Ao mesmo tempo o ministro da economia vem tentando acelerar no Congresso o processo de privatização da Eletrobrás, aproveitando enquanto a sociedade tenta manter a saúde e sobreviver, ainda que à duríssimas penas. O mesmo Paulo Guedes recentemente listou 19 projetos ao Congresso, que são prioritários para o governo, absolutamente todos na direção de retirar direitos, enfraquecer o Estado e vender patrimônio público (dentre eles, autonomia do Banco Central, o Marco Legal do Saneamento e a MP do Emprego Verde Amarelo).
Nessa mesma lógica antipovo e de vergonhosa subserviência ao capital, o governo anunciou no dia 18 uma Medida Provisória que, dentre outras coisas, permitirá que as empresas reduzam em até 50% a jornada de trabalho e o salário dos seus empregados. Além da redução da jornada e salários as empresas poderão antecipar férias individuais, decretar férias coletivas e usar o banco de horas para dispensar os trabalhadores do serviço. Também poderão antecipar feriados não religiosos. A MP ainda permitirá ações visando simplificar o tele trabalho e a suspensão da obrigatoriedade dos exames médicos e treinamento obrigatórios.

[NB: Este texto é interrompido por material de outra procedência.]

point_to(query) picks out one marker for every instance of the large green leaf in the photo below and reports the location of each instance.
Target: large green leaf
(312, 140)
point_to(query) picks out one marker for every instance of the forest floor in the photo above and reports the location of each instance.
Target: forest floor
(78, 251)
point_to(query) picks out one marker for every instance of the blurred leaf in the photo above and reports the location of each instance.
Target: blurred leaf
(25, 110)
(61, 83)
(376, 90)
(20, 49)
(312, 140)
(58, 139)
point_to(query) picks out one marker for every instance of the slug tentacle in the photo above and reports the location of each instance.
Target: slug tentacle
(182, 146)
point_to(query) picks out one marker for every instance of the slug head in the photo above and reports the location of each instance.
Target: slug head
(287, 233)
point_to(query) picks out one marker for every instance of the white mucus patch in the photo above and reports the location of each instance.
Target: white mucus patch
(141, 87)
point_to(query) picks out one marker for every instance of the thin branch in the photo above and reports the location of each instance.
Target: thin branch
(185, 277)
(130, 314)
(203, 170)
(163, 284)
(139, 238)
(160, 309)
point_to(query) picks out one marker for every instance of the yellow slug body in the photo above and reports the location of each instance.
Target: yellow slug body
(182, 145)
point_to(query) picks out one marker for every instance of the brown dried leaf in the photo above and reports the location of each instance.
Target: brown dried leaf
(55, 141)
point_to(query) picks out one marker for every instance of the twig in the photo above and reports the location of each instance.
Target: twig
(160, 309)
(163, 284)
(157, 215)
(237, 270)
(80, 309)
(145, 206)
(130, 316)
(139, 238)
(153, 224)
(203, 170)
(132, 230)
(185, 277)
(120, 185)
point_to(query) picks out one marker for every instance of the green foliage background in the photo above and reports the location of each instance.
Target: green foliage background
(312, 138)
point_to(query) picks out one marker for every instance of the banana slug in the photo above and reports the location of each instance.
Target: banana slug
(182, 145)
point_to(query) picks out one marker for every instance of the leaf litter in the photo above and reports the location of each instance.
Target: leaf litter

Não fosse este o governo mais inimigo do povo de toda a história do Brasil, seria o momento para medidas fortes de proteção do emprego e da renda dos trabalhadores (que são 95% da população). Seria o momento de proibir demissões sem justa causa, instituindo garantia de emprego e de uma renda mínima de sobrevivência para os desempregados e informais, pelo menos enquanto durasse a pandemia. Seria o momento de revogar a Emenda Constitucional 95, imposta pelos banqueiros que ajudaram a financiar o golpe de 2016. Mas fazem o contrário e com tática bastante conhecida: aproveitar a confusão e a excepcionalidade do momento para rapidamente impor medidas que vão contra a esmagadora maioria da população, em favor dos grandes capitalistas e do sistema financeiro internacional.
[1] Ver por exemplo o artigo Como o exército dos EUA pode ter levado o vírus à China, do bem informado Pepe Escobar, publicado em 17.03.20.
José Álvaro Cardoso é economista e supervisor técnico do DIEESE em Santa Catarina.
A opinião do/a autor/a não necessariamente representa a opinião de Desacato.info.